It resembles the world-famous English monument Stonehenge, but is 1,500 years older. What was the purpose of the Early Stone Age building on the edge of the Prague-Vinoce district? It may fulfill religious functions or serve for the daily encounter of our ancient ancestors.
Who built this circular system of wine roundels and why? These and other questions are to be answered by research conducted by the Prague Institute of Archeology of the Academy of Sciences of the Czech Republic. Specialists had a unique opportunity to almost completely examine the 55-meter-diameter object.
According to MF DNES, there are perfectly preserved remains of the palisade ditches in which the central wooden structure of the building was originally embedded.

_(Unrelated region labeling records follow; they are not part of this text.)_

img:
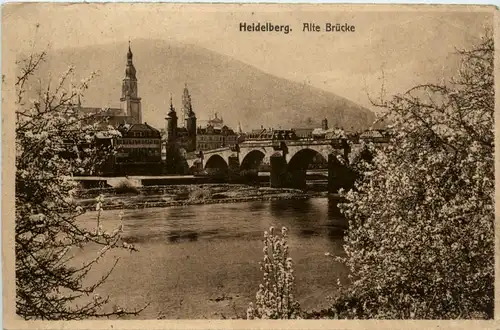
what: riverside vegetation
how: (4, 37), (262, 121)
(15, 32), (494, 320)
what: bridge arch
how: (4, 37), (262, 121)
(205, 154), (229, 175)
(288, 148), (328, 171)
(287, 148), (328, 188)
(240, 150), (266, 170)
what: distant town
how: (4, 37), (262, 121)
(72, 44), (387, 184)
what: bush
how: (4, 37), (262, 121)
(247, 227), (300, 319)
(114, 180), (141, 195)
(332, 37), (495, 319)
(15, 44), (146, 320)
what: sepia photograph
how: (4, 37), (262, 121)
(1, 3), (498, 328)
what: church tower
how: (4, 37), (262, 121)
(165, 96), (177, 144)
(182, 85), (196, 138)
(120, 41), (142, 123)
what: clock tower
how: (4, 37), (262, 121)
(120, 41), (142, 123)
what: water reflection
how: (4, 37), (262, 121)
(80, 198), (347, 318)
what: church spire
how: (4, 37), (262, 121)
(120, 41), (142, 123)
(168, 94), (177, 118)
(125, 40), (137, 80)
(182, 83), (195, 119)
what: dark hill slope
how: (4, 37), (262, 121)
(31, 39), (374, 129)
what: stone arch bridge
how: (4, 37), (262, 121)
(187, 139), (384, 192)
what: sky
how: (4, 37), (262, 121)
(2, 3), (493, 108)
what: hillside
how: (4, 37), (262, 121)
(30, 39), (374, 130)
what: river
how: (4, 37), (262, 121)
(76, 198), (347, 319)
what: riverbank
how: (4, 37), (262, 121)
(76, 184), (336, 210)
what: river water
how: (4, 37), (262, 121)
(76, 198), (347, 319)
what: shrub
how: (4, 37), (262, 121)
(333, 37), (495, 319)
(114, 180), (141, 195)
(247, 227), (300, 319)
(15, 42), (146, 320)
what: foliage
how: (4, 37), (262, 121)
(114, 180), (141, 195)
(330, 37), (495, 319)
(247, 227), (300, 319)
(15, 47), (146, 320)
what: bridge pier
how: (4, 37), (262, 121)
(286, 170), (307, 189)
(328, 153), (357, 194)
(228, 156), (240, 183)
(269, 155), (287, 188)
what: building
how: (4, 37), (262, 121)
(207, 112), (224, 128)
(115, 123), (161, 175)
(245, 127), (297, 140)
(164, 86), (196, 152)
(196, 124), (238, 151)
(78, 43), (142, 127)
(72, 42), (166, 175)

“The research is already over, and now we have the so-called discovery report. The objects found at the site have been cleaned and handed over to the National Museum,” said Jaroslav Řídký, a spokesman for the Institute of Archaeology. , says TN.cz.

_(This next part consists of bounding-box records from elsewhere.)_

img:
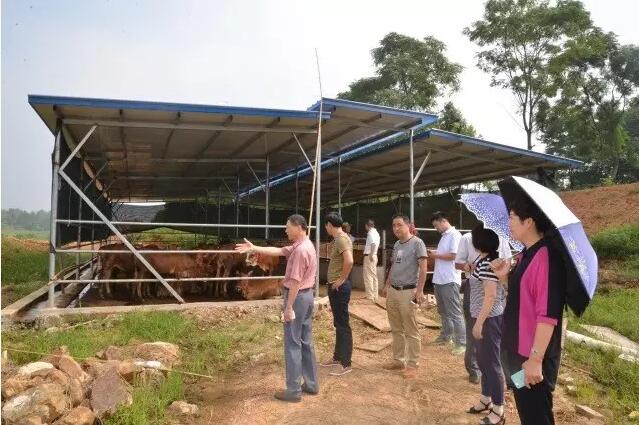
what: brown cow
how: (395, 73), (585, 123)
(210, 244), (246, 297)
(236, 270), (281, 300)
(246, 253), (280, 276)
(98, 243), (161, 299)
(132, 253), (218, 302)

The roundel in Vinoř was already discovered in the 80s of the last century during the construction of engineering networks, and last year they returned to the site for a more detailed study. Among other things, scientists at the site discovered a Neolithic settlement to the northeast of the discovery, which lived for about 300 to 400 years. There were probably many similar settlements nearby.

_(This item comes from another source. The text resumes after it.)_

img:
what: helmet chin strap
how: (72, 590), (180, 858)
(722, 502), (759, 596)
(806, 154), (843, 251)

Rondels’ inventions were not an entirely isolated matter. For example, one appeared in Hůrec in Prague in 2006. It is estimated to be 6,500 years old and belongs to the Stone Age. The circle is 23 meters in diameter.
Experts say around 200 rounds have already been found in Europe. They date from the Stone Age and range from 30 to 220 meters in diameter. Their appearance often resembles the well-known material from Stonehenge in Great Britain.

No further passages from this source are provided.